Journey of a Lifetime: A Starter’s Guide for Sustainable Travelers
People have always held an adventurous spirit at their core. We are excited by new places, foods, and people. We love to explore and have once in a lifetime experiences. However, many of these one of a kind moment often happen in far off places and distant lands. Traveling is a major industry and one that has a huge impact on the environment. As a sustainability advocate you are on a journey of a lifetime to reduce your overall impact to the earth, but that can be difficult to do if you are always on the move. Don’t worry, as much as you love saving the earth, it is possible to travel the world and still reduce your impact. Enji has put together what we consider the 7 most important things to remember when traveling for the first time.
The most important part of your journey is usually figuring out where to go. Most people do some research before deciding on a destination, but by digging a little deeper you can figure out what resources are available to you in terms of sustainability. Figure out what is the best way for you to leave the least amount of impact at your destination. Maybe stay at a hotel that offers a recycling program or low water usage. There is usually something for everyone.
Mode of Transportation
How you get to your destination also matters. Every single transportation option comes with a degree of impact. Biking and backpacking have relatively low impacts while flying probably has the most. Consider all the possible ways for you to arrive to your destination. Perhaps instead of a plane, you can take a transcontinental train where you can enjoy the scenic route. Consider taking a direct flight to your destination if you absolutely must fly. Most emissions from planes come from takeoff and landing.
Another huge aspect of traveling is being able to bring what you need on your trip. That is everything from important documents to clothes. If you want to maintain a sustainable lifestyle while you are abroad, consider packing light. Plan what you will wear ahead of time and try to avoid overpacking. Other items to consider leaving behind are products with microbeads, aerosol cans, and sulfate shampoos. Bring organic or biodegradable products and products with multiple uses. The less you pack the less you dispose of.
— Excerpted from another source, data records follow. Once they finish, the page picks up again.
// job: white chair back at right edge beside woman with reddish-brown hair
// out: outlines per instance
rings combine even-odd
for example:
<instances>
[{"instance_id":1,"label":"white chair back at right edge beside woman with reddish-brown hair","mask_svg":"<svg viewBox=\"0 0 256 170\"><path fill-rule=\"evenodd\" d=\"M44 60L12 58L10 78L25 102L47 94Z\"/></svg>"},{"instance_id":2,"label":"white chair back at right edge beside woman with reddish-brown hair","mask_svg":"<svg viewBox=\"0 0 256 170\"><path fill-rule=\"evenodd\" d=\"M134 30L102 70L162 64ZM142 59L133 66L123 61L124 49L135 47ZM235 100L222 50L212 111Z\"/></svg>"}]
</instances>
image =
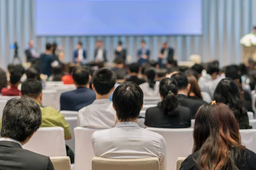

This section is really a general reminder before you leave on your trip. Make sure you do your research and find out if you will have access to drinking water. It might seem silly, but not all regions have the same standard of drinking water and some remote place might not offer any at all. Bring at least one reusable water bottle, preferably with a filter, so you can avoid buying plastic water bottles. I cannot stress how important this is. I had a friend vacation to Los Angeles and pay for a fancy hotel, but when she arrived there she found that the drinking water in the hotel was cloudy and slightly brown. If it can happen in our country, it surely can occur in other regions of the world.
Support the local economy
When you go visit any place, you are inevitably going to stumble across a tourist market place. Where a lot of wonderful items are being sold at discounted prices. That is because some vendors will import products from different countries and try to pass them off as regional simply because they are cheaper to manufacture than handmake. Make sure you do some research and ask where the products are made. Dig a little and find an artisan seller who genuinely makes their product. This way you know you are supporting them, their family, their regional suppliers, and their local economy.
Never buy animal products
This should be obvious, but you should not buy animal products. We are not talking about buying endangered elephant tusks or white tiger fur, these are probably rare for you to find and you already know not to support illegal hunting activities. What we are talking about is putting down the colorful conch shell and taking a step back from those stunning peacock feathers. Although these animals might not be endangered, you are supporting the hunting and collection of exotic animals. These animals have a right to live peacefully, and you are only helping to increase demand for their skin, fur, feathers, shells, or teeth.
The last piece of advice we have here at Enji is to simply ask when you are doubtful about something. The local people are usually more than willing to help and if you learn their language before visiting they are even more open to answering your questions. It is always better to check with someone if you are unfamiliar with the region. For more tips and helpful tricks check out our sources. Enji wishes you happy travels as you continue your sustainability journey in distant lands.